Crohn’s disease impacts more than 2 million people around the world and is notoriously challenging to treat. A grant of nearly $3.5 million from The Leona M. and Harry B. Helmsley Charitable Trust is supporting research at the University of California San Diego to identify better, more targeted treatments for people living with Crohn’s.
The Helmsley Charitable Trust is the largest private philanthropic organization focused on Crohn’s disease, an inflammatory bowel disease that causes chronic inflammation of the gastrointestinal tract.
The team of researchers on the study will be led by Pradipta Ghosh, MD, a professor in the UC San Diego departments of Medicine, and Cellular and Molecular Medicine. Ghosh is a physician-scientist and G protein biologist who is dually trained in cellular and molecular biology and gastroenterology and is the founding director of the UC San Diego Institute for Network Medicine.
According to Ghosh, the need for therapeutics that both reduce inflammation and address the cause of Crohn’s is both urgent and unmet. This program, she says, is motivated by a concept that is relatively new but rapidly evolving.
The team will use an “off-the-beaten-path” computational approach that identifies invariant relationships between gene expression and disease state. The method has a proven track record of identifying pathological cell states that are fundamentally important disease drivers.

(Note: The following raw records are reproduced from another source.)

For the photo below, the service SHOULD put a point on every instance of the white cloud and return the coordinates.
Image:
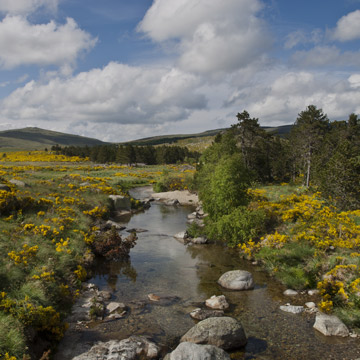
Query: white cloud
(301, 37)
(326, 56)
(22, 43)
(281, 95)
(217, 36)
(348, 27)
(115, 94)
(26, 6)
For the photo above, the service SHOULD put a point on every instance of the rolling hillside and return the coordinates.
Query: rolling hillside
(33, 138)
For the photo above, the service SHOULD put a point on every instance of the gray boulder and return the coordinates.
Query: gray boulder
(202, 314)
(120, 203)
(133, 348)
(224, 332)
(217, 302)
(199, 240)
(237, 280)
(292, 309)
(191, 351)
(330, 325)
(290, 292)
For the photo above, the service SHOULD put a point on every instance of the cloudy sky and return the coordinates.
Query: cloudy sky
(121, 69)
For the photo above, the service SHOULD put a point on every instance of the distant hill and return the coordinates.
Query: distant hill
(198, 140)
(33, 138)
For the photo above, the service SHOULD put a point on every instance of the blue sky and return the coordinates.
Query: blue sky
(121, 69)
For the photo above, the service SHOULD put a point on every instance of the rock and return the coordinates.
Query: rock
(181, 235)
(313, 292)
(104, 295)
(120, 202)
(237, 280)
(330, 325)
(173, 202)
(115, 307)
(192, 216)
(137, 230)
(224, 332)
(188, 350)
(292, 309)
(109, 224)
(18, 183)
(310, 305)
(153, 297)
(127, 349)
(199, 240)
(290, 292)
(202, 314)
(217, 302)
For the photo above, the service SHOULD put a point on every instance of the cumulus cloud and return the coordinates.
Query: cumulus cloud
(23, 43)
(326, 56)
(301, 37)
(26, 6)
(280, 96)
(216, 36)
(348, 27)
(115, 94)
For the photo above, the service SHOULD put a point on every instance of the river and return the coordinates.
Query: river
(186, 276)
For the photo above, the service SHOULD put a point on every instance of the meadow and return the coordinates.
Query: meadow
(50, 207)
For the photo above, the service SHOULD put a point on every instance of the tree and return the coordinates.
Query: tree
(306, 137)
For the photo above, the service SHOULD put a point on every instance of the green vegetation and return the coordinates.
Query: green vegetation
(306, 233)
(49, 233)
(38, 139)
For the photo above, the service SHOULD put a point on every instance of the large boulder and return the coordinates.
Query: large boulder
(188, 350)
(237, 280)
(120, 203)
(330, 325)
(202, 314)
(224, 332)
(217, 302)
(135, 347)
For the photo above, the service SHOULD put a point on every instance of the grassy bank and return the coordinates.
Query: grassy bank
(311, 245)
(47, 222)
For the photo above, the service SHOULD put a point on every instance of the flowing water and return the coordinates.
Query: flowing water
(184, 277)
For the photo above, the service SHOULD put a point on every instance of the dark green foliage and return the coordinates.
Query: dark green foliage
(306, 137)
(129, 154)
(238, 226)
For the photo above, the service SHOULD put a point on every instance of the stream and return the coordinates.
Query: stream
(186, 276)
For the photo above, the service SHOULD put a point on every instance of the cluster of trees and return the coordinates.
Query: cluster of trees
(129, 154)
(326, 154)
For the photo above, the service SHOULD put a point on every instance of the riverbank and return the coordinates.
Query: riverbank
(187, 276)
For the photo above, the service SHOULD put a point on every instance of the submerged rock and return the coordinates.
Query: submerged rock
(237, 280)
(290, 292)
(133, 348)
(202, 314)
(217, 302)
(292, 309)
(188, 350)
(224, 332)
(330, 325)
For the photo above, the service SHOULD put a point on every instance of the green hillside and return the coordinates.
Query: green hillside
(33, 138)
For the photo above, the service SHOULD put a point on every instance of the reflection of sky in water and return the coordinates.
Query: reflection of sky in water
(164, 266)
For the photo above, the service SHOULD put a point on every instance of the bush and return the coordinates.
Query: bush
(238, 227)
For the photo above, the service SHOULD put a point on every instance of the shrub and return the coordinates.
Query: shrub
(237, 227)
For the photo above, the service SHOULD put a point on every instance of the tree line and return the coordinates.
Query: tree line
(325, 154)
(129, 154)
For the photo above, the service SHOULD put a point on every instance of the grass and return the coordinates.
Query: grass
(46, 232)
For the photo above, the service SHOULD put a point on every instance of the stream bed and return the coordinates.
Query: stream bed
(186, 276)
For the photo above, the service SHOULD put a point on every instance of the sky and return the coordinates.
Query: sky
(118, 70)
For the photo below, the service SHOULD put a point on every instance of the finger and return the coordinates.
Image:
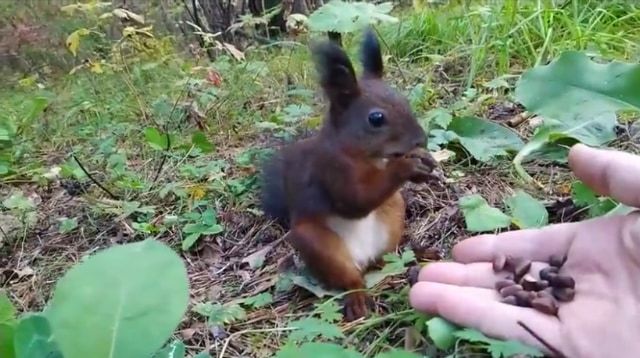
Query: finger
(608, 172)
(533, 244)
(479, 309)
(477, 274)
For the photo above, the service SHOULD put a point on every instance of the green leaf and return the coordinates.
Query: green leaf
(105, 306)
(67, 225)
(347, 17)
(33, 338)
(479, 216)
(329, 311)
(7, 336)
(311, 328)
(396, 353)
(484, 139)
(7, 311)
(526, 211)
(577, 98)
(442, 332)
(317, 350)
(259, 300)
(200, 141)
(156, 139)
(496, 347)
(175, 349)
(439, 116)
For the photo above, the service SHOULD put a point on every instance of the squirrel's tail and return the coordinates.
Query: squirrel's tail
(272, 196)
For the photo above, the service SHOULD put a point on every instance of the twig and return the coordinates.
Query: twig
(113, 196)
(542, 341)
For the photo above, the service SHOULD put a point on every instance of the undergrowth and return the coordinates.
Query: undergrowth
(139, 139)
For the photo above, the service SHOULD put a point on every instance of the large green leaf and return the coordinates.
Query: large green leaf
(346, 17)
(484, 139)
(479, 216)
(526, 212)
(441, 332)
(576, 98)
(122, 302)
(33, 338)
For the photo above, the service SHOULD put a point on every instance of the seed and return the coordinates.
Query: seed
(511, 262)
(542, 284)
(510, 290)
(529, 283)
(564, 294)
(523, 299)
(510, 300)
(499, 262)
(504, 283)
(547, 271)
(557, 260)
(545, 305)
(521, 269)
(562, 281)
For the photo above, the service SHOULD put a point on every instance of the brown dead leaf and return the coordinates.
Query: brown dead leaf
(256, 259)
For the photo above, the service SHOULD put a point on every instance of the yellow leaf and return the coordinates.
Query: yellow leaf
(197, 192)
(73, 41)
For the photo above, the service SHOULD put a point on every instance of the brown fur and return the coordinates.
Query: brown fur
(348, 171)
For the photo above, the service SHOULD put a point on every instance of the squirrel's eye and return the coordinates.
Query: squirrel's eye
(376, 119)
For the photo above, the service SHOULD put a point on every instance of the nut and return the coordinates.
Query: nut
(547, 271)
(510, 290)
(499, 262)
(504, 283)
(564, 294)
(557, 260)
(545, 305)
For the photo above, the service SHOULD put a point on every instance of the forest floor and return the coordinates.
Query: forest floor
(243, 295)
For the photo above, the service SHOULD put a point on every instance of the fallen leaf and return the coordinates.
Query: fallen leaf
(237, 54)
(442, 155)
(256, 259)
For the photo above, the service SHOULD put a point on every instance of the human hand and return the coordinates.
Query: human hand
(603, 256)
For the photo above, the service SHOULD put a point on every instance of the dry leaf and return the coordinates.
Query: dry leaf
(256, 259)
(442, 155)
(128, 15)
(237, 54)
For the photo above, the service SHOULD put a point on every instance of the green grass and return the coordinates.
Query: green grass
(101, 119)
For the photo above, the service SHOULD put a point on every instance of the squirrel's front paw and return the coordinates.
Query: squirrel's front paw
(423, 167)
(356, 305)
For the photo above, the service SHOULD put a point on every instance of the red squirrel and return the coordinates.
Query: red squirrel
(338, 191)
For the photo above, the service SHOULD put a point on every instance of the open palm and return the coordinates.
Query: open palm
(603, 256)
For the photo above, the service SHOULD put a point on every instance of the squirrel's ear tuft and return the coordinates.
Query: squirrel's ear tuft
(370, 54)
(337, 76)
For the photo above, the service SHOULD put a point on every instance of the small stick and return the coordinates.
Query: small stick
(113, 196)
(542, 341)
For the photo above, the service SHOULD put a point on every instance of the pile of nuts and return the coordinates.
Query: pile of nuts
(520, 288)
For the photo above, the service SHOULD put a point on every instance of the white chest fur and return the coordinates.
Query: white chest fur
(365, 238)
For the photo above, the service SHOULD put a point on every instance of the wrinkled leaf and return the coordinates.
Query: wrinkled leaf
(7, 311)
(346, 17)
(577, 98)
(479, 216)
(175, 349)
(496, 347)
(441, 332)
(156, 139)
(200, 141)
(33, 338)
(310, 328)
(317, 350)
(526, 211)
(104, 306)
(484, 139)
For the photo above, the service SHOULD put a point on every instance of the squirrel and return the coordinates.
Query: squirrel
(338, 192)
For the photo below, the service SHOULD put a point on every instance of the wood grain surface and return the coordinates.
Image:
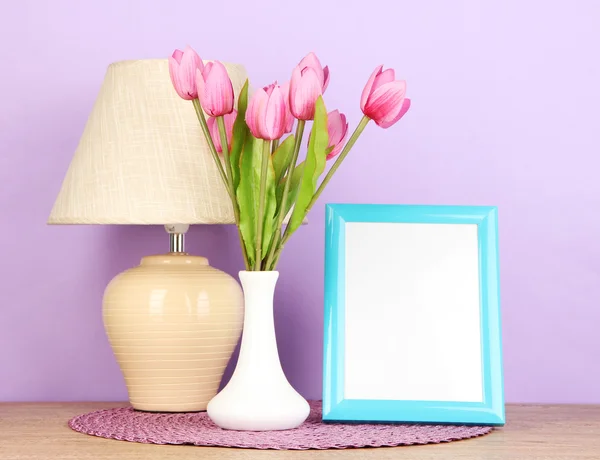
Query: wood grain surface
(32, 431)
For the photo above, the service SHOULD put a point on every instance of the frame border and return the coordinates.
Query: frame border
(335, 407)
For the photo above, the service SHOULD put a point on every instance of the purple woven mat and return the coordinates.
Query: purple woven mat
(196, 428)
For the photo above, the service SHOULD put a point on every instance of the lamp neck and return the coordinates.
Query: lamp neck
(177, 238)
(176, 243)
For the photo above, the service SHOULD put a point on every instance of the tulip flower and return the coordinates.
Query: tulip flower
(305, 88)
(182, 68)
(289, 118)
(337, 128)
(265, 115)
(383, 99)
(215, 90)
(312, 61)
(213, 128)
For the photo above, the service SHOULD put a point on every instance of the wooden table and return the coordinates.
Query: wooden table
(39, 431)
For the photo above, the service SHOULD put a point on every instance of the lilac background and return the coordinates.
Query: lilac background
(505, 111)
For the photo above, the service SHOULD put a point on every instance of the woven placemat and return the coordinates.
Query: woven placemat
(196, 428)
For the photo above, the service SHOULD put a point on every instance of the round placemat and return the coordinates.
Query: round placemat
(196, 428)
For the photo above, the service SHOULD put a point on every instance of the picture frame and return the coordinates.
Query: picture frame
(412, 327)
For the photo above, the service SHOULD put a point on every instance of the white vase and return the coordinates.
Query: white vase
(258, 397)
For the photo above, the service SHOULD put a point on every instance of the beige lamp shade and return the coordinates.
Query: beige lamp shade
(142, 158)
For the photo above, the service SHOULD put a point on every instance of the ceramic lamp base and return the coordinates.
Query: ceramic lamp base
(173, 323)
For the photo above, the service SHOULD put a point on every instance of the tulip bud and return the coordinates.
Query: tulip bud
(215, 90)
(383, 98)
(305, 88)
(265, 115)
(183, 66)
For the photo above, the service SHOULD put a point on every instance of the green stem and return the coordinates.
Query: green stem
(286, 187)
(236, 208)
(211, 145)
(355, 135)
(261, 203)
(274, 146)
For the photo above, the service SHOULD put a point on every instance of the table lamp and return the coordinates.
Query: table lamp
(173, 321)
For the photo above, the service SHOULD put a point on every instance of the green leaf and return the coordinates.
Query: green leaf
(247, 193)
(313, 166)
(269, 223)
(293, 190)
(282, 157)
(240, 132)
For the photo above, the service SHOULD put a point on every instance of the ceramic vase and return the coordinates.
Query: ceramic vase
(258, 397)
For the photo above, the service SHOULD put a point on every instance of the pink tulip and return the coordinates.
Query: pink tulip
(265, 115)
(289, 118)
(213, 127)
(305, 88)
(182, 68)
(312, 61)
(215, 90)
(337, 127)
(383, 99)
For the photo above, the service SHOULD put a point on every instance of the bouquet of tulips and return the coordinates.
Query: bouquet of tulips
(256, 152)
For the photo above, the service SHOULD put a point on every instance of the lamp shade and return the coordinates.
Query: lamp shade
(142, 158)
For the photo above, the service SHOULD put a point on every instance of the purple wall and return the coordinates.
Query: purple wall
(505, 111)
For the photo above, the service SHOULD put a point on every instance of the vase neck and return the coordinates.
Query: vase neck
(259, 344)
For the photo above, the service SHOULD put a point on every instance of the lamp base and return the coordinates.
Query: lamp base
(173, 323)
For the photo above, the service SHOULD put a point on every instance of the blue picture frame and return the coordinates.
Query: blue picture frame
(335, 406)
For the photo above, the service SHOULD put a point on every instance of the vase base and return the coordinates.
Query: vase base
(254, 414)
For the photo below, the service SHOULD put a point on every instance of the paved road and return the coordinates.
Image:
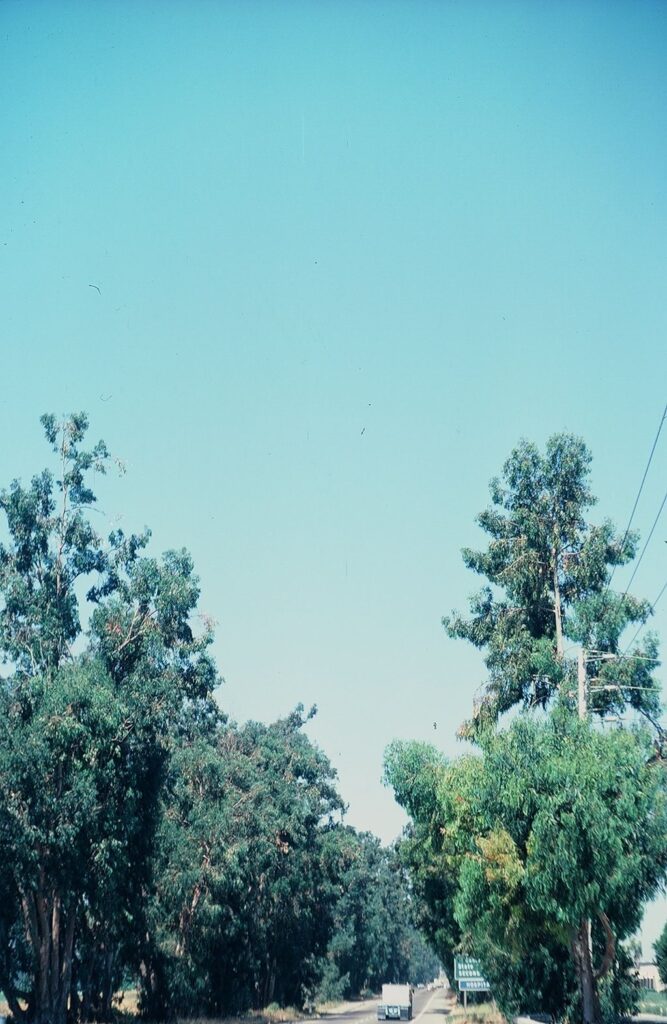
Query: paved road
(425, 1006)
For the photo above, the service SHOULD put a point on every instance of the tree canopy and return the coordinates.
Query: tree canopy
(142, 836)
(538, 853)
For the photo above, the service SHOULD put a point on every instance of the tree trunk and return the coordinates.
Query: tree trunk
(585, 975)
(50, 934)
(557, 607)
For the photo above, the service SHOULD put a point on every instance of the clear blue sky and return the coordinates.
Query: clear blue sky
(346, 255)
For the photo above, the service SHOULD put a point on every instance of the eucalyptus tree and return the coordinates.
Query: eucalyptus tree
(548, 588)
(660, 949)
(548, 593)
(86, 720)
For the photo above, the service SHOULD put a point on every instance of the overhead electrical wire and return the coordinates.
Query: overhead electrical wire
(643, 479)
(655, 523)
(653, 608)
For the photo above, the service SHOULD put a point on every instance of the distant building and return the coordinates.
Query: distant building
(649, 977)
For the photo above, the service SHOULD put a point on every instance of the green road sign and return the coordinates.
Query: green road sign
(467, 971)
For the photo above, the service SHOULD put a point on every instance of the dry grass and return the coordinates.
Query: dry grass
(478, 1013)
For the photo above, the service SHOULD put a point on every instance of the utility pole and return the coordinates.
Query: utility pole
(581, 679)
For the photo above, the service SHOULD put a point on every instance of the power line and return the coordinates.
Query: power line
(655, 523)
(643, 478)
(653, 608)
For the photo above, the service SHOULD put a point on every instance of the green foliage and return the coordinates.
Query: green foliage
(660, 949)
(548, 574)
(551, 823)
(513, 853)
(140, 833)
(86, 733)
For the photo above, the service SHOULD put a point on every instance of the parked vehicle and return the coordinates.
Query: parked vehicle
(395, 1005)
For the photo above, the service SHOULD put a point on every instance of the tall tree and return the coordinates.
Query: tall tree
(548, 592)
(549, 573)
(86, 722)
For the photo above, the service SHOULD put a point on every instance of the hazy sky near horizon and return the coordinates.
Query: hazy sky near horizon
(313, 269)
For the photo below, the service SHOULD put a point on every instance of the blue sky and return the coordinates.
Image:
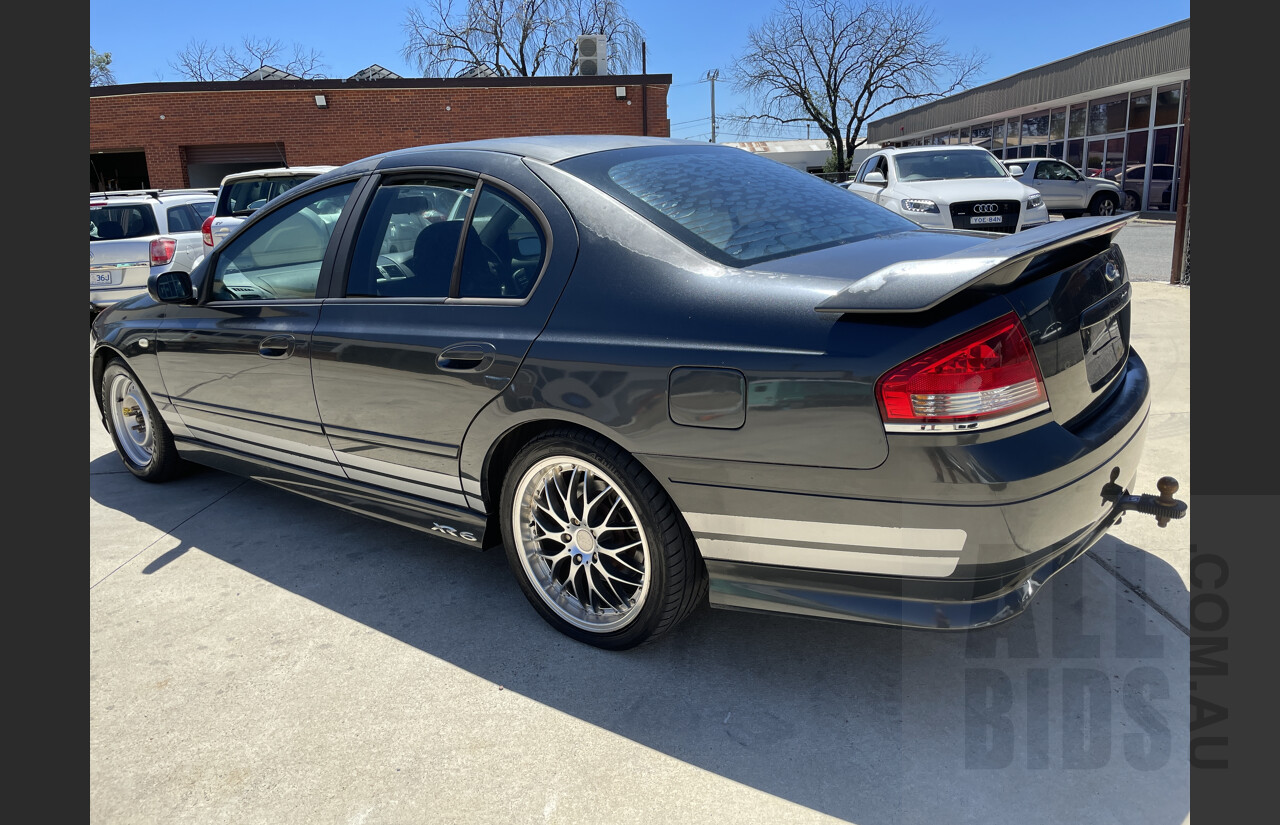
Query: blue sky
(684, 40)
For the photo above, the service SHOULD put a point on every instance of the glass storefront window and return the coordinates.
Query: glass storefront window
(1057, 125)
(1011, 133)
(1168, 97)
(1079, 117)
(1034, 131)
(1109, 114)
(981, 134)
(1139, 110)
(1134, 170)
(1164, 169)
(997, 138)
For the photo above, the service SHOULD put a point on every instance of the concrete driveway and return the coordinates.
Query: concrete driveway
(261, 658)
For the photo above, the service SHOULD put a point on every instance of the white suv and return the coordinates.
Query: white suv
(245, 192)
(949, 187)
(136, 233)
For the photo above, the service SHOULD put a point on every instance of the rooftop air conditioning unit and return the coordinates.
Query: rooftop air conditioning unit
(592, 55)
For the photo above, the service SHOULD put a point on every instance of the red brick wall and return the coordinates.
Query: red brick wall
(359, 122)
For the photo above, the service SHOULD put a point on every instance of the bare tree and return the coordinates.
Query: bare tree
(201, 62)
(515, 37)
(837, 64)
(100, 68)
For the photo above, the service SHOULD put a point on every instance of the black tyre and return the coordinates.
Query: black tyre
(1104, 205)
(597, 545)
(142, 439)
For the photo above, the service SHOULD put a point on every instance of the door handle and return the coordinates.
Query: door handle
(277, 347)
(466, 357)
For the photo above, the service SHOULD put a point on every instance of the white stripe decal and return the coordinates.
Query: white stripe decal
(411, 473)
(265, 452)
(407, 486)
(824, 559)
(862, 536)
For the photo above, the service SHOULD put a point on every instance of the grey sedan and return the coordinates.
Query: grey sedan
(656, 372)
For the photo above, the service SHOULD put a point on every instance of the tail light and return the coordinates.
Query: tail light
(979, 379)
(163, 250)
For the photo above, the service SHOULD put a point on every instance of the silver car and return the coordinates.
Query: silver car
(133, 234)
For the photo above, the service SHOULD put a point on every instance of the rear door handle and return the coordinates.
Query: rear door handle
(277, 347)
(466, 357)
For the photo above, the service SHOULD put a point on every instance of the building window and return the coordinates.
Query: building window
(1168, 99)
(1078, 120)
(1057, 125)
(1139, 110)
(1109, 114)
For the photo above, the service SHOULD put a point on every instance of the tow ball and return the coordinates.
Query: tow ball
(1162, 507)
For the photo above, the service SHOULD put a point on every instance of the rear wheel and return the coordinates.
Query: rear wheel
(1104, 205)
(597, 545)
(141, 436)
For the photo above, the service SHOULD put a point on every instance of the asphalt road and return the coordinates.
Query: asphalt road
(256, 656)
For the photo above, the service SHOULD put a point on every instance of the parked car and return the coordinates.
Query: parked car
(243, 192)
(1063, 187)
(138, 232)
(657, 372)
(1161, 186)
(954, 187)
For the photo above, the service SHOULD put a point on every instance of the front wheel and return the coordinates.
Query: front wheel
(1104, 205)
(597, 545)
(141, 436)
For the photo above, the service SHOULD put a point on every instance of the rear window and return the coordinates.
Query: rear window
(246, 196)
(734, 206)
(112, 223)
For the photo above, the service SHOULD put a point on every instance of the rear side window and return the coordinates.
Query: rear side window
(112, 223)
(734, 206)
(187, 218)
(280, 256)
(246, 196)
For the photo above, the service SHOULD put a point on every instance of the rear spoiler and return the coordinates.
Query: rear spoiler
(919, 285)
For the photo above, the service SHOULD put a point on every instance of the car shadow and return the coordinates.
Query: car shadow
(1078, 706)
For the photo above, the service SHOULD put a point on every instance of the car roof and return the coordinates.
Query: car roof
(906, 150)
(277, 172)
(129, 197)
(549, 149)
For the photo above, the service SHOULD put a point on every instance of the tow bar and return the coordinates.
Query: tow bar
(1162, 507)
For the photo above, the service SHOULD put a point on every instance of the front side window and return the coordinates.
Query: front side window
(113, 223)
(279, 257)
(945, 165)
(734, 206)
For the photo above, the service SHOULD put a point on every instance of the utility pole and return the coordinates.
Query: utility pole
(712, 76)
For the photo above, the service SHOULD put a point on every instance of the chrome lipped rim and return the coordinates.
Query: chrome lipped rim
(581, 544)
(131, 420)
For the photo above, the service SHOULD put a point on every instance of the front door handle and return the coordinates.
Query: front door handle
(277, 347)
(466, 357)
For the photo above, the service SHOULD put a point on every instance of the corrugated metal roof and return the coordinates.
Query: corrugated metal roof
(1159, 51)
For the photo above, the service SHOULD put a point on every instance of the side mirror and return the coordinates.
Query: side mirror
(173, 287)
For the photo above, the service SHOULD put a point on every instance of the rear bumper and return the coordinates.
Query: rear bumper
(950, 531)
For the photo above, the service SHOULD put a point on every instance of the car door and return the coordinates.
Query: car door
(419, 337)
(238, 366)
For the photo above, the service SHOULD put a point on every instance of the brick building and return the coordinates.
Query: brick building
(190, 134)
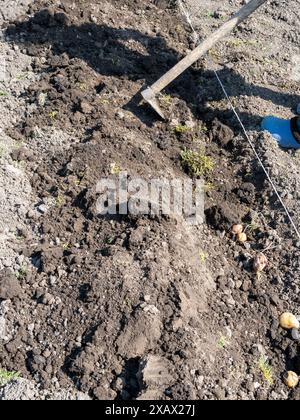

In this work, Ghosh is employing that approach to identify among Crohn’s patients the most druggable G
protein-coupled receptors, or GPCRs, which are the target of approximately 40% of all currently
marketed drugs—treating everything from hypertension to asthma to glaucoma—but currently are
underutilized in the treatment of inflammatory bowel diseases.
During the course of studies in her laboratory, Ghosh and her team identified how GPCRs may be
contributing to IBD, and more specifically, Crohn’s disease. Results indicate how this target class could be maximally exploited as pharmacologic targets. Microbes in the dysbiotic gut of Crohn’s disease patients produce metabolites, some of which are known to cause abnormal GPCR signaling and impact the magnitude of inflammation. Ghosh believes that drugs targeting the GPCRs could “reset” these abnormal signals, restore gut health and ultimately lead to better tests and more effective treatments for Crohn’s disease.
“To drive high-risk, high-gain programs such as this, it is vital that experts from numerous disciplines work together to tackle and solve complex problems. It is also vital to have creative freedom and funding to test concepts and approaches that have never been tried before,” said Ghosh. “At the Institute for
Network Medicine, we consistently engage in this type of work thanks to funders such as the Helmsley
Charitable Trust.”
Ghosh is joined in the effort by team members including Brigid Boland, MD, assistant professor of
medicine; Debashis Sahoo, MD, associate professor of pediatrics, and computer science and engineering;
and Courtney Tindle, program manager and director of operations at the UC San Diego HUMANOID
Center of Research Excellence (CoRE).